To determine the amount of H2O that can be produced from 35 grams of HF and 5 liters (which we can assume to be at standard temperature and pressure) of O2, we first need to convert the volume of O2 to moles using the ideal gas law:
PV = nRT
where P is the pressure (which we can assume to be 1 atm at STP), V is the volume (5 L), n is the number of moles of gas, R is the ideal gas constant, and T is the temperature (273 K at STP).
n = PV/RT
n = (1 atm) x (5 L) / (0.08206 L atm/mol K x 273 K)
n = 0.204 moles of O2
Using the mole ratio between HF and H2O, we can calculate the theoretical yield of H2O:
4 HF + O2 → 2 H2O + 2 F2
4 mol HF / 1 mol O2 = x mol HF / 0.204 mol O2
x = 4 x 0.204 = 0.816 mol HF
Since we have 35 grams of HF, we can convert the mass of HF to moles using its molar mass:
Molar mass of HF = 1.01 g/mol (atomic mass of H) + 19.00 g/mol (atomic mass of F) = 20.01 g/mol
Moles of HF = Mass of HF / Molar mass of HF
Moles of HF = 35 g / 20.01 g/mol
Moles of HF = 1.749 moles
Since we have more HF than is required for the reaction (0.816 mol), HF is in excess and the amount of H2O that can be produced is limited by the amount of O2.
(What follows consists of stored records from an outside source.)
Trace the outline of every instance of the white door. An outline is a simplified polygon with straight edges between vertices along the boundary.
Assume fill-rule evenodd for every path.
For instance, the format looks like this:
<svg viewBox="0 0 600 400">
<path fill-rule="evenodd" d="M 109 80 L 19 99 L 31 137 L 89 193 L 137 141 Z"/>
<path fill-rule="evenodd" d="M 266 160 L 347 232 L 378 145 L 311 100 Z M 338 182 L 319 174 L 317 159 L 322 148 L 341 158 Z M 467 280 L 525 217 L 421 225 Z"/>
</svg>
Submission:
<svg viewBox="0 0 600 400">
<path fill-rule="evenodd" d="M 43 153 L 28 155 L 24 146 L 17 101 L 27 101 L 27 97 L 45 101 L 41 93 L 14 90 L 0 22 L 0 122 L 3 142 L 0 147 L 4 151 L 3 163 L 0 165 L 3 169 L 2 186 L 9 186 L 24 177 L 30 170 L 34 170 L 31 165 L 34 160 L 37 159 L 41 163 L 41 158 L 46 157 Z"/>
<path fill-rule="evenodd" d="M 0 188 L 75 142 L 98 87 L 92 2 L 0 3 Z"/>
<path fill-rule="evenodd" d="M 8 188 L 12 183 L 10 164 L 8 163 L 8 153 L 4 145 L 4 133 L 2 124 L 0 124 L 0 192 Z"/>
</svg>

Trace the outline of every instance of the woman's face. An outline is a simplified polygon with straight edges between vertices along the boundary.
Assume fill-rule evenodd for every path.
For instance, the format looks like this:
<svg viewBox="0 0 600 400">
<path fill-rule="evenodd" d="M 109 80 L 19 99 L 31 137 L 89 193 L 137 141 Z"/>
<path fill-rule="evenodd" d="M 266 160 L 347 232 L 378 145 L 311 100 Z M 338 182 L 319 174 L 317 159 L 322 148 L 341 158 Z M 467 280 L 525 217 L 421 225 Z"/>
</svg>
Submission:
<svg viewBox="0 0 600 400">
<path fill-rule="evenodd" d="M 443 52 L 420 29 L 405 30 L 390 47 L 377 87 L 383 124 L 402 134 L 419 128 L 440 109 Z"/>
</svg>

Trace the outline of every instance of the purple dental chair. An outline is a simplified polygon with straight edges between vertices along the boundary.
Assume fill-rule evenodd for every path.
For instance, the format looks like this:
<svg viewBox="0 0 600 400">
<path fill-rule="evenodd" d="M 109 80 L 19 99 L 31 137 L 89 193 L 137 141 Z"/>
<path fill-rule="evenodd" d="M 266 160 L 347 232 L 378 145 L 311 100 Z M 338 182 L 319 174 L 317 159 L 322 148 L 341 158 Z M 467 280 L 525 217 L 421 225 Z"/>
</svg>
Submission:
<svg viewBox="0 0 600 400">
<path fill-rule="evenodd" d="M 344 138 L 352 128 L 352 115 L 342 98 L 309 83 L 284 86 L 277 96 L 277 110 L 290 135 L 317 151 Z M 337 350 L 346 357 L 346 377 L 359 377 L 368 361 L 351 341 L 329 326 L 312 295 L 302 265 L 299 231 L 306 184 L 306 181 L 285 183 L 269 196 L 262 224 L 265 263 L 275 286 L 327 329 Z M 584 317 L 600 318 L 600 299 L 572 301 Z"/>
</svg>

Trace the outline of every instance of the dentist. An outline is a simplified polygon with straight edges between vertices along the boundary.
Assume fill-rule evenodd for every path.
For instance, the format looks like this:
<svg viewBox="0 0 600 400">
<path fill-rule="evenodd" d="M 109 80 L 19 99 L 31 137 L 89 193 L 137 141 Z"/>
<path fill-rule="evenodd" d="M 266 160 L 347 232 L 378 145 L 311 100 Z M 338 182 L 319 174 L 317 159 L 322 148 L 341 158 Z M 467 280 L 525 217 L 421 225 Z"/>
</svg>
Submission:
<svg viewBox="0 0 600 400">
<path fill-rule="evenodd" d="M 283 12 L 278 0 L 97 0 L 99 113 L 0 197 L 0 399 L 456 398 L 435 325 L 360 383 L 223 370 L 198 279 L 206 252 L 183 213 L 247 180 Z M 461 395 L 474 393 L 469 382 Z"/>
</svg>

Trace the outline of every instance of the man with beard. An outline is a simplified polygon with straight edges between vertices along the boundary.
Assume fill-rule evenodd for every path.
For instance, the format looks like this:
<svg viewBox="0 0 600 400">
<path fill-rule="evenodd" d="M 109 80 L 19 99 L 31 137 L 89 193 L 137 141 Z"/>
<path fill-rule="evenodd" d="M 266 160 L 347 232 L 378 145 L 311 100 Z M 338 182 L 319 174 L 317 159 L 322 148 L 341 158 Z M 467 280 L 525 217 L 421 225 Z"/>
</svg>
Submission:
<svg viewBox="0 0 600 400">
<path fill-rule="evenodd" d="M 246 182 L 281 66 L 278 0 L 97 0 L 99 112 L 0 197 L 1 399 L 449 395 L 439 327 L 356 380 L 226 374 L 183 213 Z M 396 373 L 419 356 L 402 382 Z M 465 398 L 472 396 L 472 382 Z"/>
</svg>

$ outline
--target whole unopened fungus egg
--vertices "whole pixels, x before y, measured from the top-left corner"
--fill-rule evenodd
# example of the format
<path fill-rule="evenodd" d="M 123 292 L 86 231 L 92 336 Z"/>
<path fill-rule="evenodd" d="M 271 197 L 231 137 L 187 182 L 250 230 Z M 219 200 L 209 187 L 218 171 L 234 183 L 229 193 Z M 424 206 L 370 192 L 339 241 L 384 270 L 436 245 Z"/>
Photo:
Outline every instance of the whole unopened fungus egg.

Using the mole ratio between O2 and H2O, we can calculate the theoretical yield of H2O:
4 HF + O2 → 2 H2O + 2 F2
1 mol O2 / 2 mol H2O = 0.204 mol O2 / x mol H2O
x = (2/1) x 0.204 = 0.408 mol H2O
Therefore, the theoretical yield of H2O is 0.408 moles.
Since we are asked to report the answer in moles, the number of moles of water that can be made is 0.408 moles.